Nachdenklich legt Donatello den rechten Zeigefinger an seine Nase. Er ist müde, aber da es Meister Splinter wichtig zu sein scheint, wirft er seine Gehirnzellen noch einmal an.

„Hm. Ja, das müsste ich hinkriegen. Ich muß nur die Frequenz zurückverfolgen und dann … oh nein, wie haben kein Tor in die DimensionX. Es sei denn … ja, ich könnte den Kommunikator der Neutrinos als Sender nutzen … ich fange schon mal an zu basteln...“ Alle Müdigkeit ist verflogen, wie immer, wenn er ein Problem lösen will. „Gebt mir 'ne Stunde.“

Von neuer Energie beseelt, wendet er sich schon zu seiner Werkbank um und kramt an den Einzelteilen herum, die dort liegen.
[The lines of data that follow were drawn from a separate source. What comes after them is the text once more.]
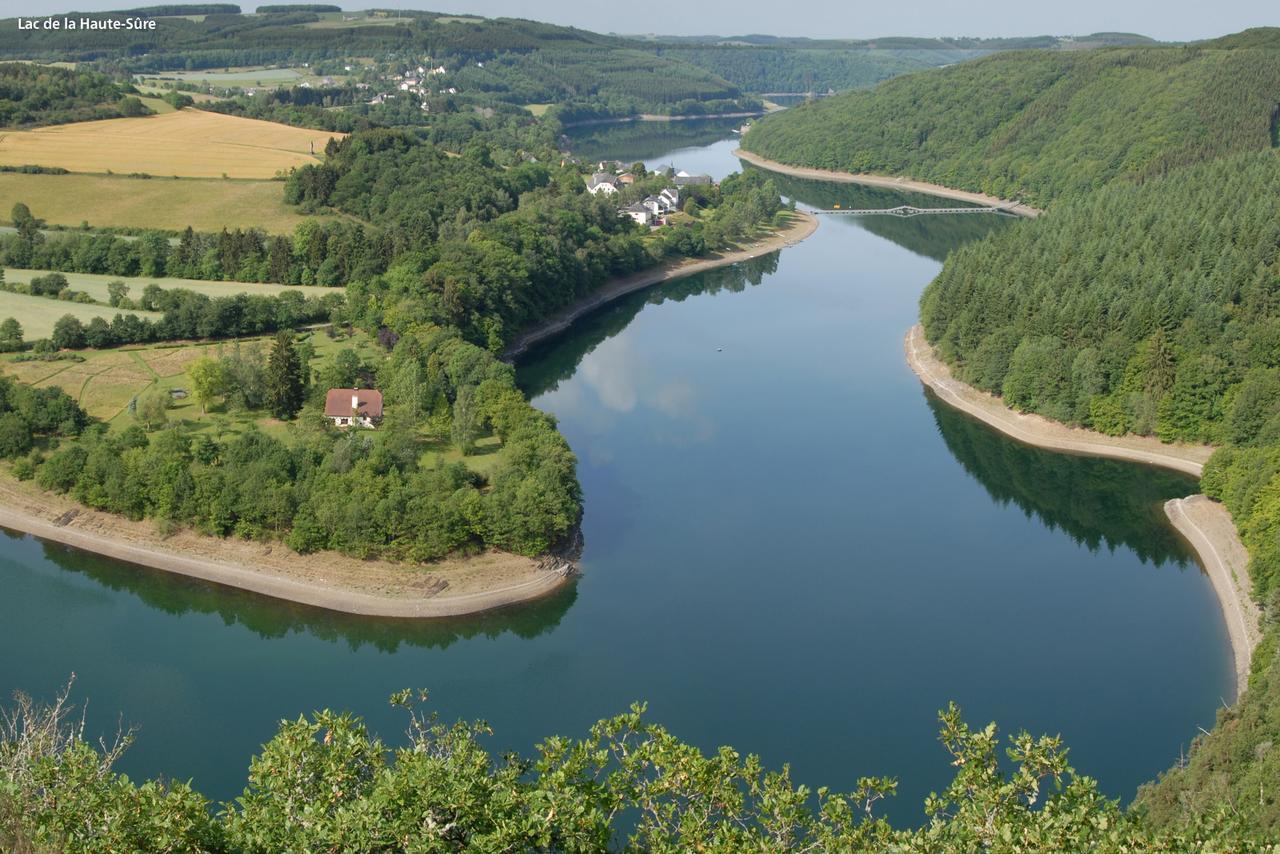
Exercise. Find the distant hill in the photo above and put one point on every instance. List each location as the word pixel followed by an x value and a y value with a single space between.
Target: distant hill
pixel 35 95
pixel 766 64
pixel 1040 124
pixel 507 60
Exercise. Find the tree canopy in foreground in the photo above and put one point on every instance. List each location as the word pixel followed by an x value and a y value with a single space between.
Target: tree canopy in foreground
pixel 325 782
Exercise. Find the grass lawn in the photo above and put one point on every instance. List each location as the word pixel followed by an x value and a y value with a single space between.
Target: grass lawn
pixel 109 379
pixel 190 142
pixel 95 286
pixel 37 315
pixel 118 201
pixel 199 97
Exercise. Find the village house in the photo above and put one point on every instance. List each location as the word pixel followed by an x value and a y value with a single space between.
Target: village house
pixel 639 211
pixel 682 179
pixel 353 406
pixel 602 182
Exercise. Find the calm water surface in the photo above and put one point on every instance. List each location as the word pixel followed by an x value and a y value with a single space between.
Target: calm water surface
pixel 790 547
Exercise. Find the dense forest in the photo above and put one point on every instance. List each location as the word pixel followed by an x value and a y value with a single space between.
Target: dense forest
pixel 490 60
pixel 814 69
pixel 1152 309
pixel 1141 309
pixel 33 95
pixel 327 782
pixel 1036 126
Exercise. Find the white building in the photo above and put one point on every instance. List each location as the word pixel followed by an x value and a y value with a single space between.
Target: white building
pixel 602 182
pixel 639 211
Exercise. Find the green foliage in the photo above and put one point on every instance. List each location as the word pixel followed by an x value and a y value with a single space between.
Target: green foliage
pixel 10 336
pixel 283 384
pixel 68 333
pixel 327 782
pixel 33 95
pixel 152 407
pixel 208 380
pixel 1127 314
pixel 1037 126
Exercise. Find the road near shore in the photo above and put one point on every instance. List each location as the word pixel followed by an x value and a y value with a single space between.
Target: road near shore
pixel 1205 524
pixel 886 181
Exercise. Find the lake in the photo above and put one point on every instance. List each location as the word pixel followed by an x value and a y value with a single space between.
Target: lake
pixel 790 547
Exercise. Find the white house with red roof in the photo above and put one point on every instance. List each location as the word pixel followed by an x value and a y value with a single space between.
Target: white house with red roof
pixel 353 406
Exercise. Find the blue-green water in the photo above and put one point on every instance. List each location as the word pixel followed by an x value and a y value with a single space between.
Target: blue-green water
pixel 790 548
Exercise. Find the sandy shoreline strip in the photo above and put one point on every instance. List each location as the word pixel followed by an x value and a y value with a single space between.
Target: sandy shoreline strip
pixel 800 227
pixel 1208 528
pixel 1037 430
pixel 886 181
pixel 324 580
pixel 1205 524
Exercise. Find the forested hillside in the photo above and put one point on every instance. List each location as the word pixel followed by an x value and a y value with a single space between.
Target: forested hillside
pixel 1036 126
pixel 494 60
pixel 32 95
pixel 1152 309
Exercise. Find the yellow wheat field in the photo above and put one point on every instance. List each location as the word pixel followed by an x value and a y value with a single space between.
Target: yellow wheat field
pixel 190 144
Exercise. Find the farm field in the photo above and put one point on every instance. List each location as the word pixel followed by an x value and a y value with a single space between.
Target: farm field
pixel 346 19
pixel 95 286
pixel 190 144
pixel 236 76
pixel 109 379
pixel 118 201
pixel 37 315
pixel 160 91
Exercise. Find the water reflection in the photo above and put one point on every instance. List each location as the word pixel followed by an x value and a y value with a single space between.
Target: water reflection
pixel 270 619
pixel 645 140
pixel 547 365
pixel 1096 502
pixel 932 237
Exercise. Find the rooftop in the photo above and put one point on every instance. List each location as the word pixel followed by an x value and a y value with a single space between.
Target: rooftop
pixel 337 402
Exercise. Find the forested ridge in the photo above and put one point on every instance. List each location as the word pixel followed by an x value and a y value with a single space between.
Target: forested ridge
pixel 501 60
pixel 1037 126
pixel 1151 305
pixel 35 95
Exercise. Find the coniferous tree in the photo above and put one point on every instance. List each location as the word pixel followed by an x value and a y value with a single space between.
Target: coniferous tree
pixel 283 378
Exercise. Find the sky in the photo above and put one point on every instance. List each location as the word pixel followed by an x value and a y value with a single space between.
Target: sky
pixel 1164 19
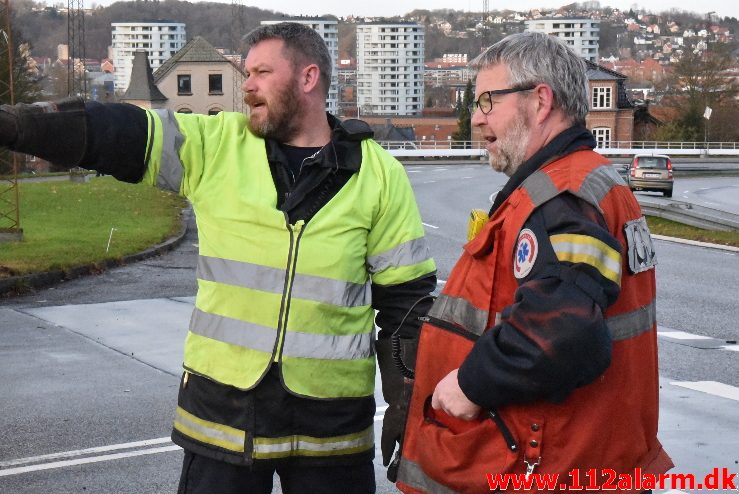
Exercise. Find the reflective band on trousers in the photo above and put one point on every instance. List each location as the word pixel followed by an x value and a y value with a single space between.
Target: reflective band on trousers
pixel 459 311
pixel 280 447
pixel 411 474
pixel 297 344
pixel 268 279
pixel 597 184
pixel 208 432
pixel 406 254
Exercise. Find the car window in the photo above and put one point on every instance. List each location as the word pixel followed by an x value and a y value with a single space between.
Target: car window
pixel 652 162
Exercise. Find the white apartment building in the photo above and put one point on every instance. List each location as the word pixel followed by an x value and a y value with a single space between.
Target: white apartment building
pixel 329 31
pixel 161 39
pixel 390 68
pixel 581 35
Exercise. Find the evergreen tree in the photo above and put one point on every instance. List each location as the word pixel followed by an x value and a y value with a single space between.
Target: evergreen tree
pixel 464 126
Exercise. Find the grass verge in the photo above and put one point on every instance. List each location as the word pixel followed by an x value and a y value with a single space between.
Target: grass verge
pixel 67 224
pixel 660 226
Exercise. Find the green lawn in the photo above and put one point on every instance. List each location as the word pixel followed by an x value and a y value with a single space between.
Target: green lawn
pixel 67 224
pixel 659 226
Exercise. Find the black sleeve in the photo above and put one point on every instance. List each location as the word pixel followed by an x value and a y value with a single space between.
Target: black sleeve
pixel 117 136
pixel 553 338
pixel 393 302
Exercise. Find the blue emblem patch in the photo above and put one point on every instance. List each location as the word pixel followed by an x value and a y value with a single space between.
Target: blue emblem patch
pixel 527 248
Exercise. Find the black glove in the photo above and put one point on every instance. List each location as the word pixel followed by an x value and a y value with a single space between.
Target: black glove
pixel 396 390
pixel 54 131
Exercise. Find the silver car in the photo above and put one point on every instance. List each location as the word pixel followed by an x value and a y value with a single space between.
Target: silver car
pixel 651 172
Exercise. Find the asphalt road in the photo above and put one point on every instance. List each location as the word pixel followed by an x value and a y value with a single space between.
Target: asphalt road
pixel 90 367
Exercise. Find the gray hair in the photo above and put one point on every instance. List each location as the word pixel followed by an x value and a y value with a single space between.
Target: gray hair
pixel 538 58
pixel 303 45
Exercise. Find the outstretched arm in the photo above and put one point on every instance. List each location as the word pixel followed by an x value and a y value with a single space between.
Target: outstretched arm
pixel 110 138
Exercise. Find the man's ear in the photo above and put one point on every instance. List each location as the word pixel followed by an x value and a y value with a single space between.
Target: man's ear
pixel 310 77
pixel 544 102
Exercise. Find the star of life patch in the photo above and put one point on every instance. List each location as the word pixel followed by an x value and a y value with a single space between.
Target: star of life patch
pixel 527 248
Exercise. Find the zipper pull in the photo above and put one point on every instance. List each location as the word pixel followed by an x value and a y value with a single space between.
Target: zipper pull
pixel 531 466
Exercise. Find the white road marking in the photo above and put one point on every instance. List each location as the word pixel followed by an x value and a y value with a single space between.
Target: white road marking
pixel 682 335
pixel 82 452
pixel 90 459
pixel 710 387
pixel 55 460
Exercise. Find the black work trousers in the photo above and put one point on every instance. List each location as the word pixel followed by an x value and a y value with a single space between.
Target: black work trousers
pixel 202 475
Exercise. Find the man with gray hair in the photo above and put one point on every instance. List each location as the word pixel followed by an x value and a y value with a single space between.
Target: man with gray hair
pixel 540 354
pixel 309 234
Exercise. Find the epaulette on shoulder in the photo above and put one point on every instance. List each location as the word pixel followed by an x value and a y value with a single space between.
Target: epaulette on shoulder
pixel 357 130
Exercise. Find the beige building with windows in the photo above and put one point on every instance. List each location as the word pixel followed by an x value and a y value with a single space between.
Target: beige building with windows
pixel 611 116
pixel 198 79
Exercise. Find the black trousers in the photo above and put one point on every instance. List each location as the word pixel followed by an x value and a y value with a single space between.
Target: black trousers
pixel 202 475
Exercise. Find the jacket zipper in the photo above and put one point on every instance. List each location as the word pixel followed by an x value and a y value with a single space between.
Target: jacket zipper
pixel 492 414
pixel 296 232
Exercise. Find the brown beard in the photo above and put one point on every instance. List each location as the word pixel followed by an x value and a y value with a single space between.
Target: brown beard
pixel 281 122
Seine Brüder und Meister Splinter hat er schon längst vergessen.

Die vier mustern ihn amüsiert, und dann meint Splinter, während er sie mit einer Geste aus dem Labor scheucht:

„Sehr schön. Und wir überlegen uns, was wir sagen wollen.“

 

 

„Das ist so schwülstig, ich krieg hier gleich 'nen Zuckerschock.“

„Halt die Klappe, Shredder.“ Krang liebt das Love Boat und gibt diesem Kulturverächter daher mit dem Tentakel einen Klaps auf den Hinterkopf.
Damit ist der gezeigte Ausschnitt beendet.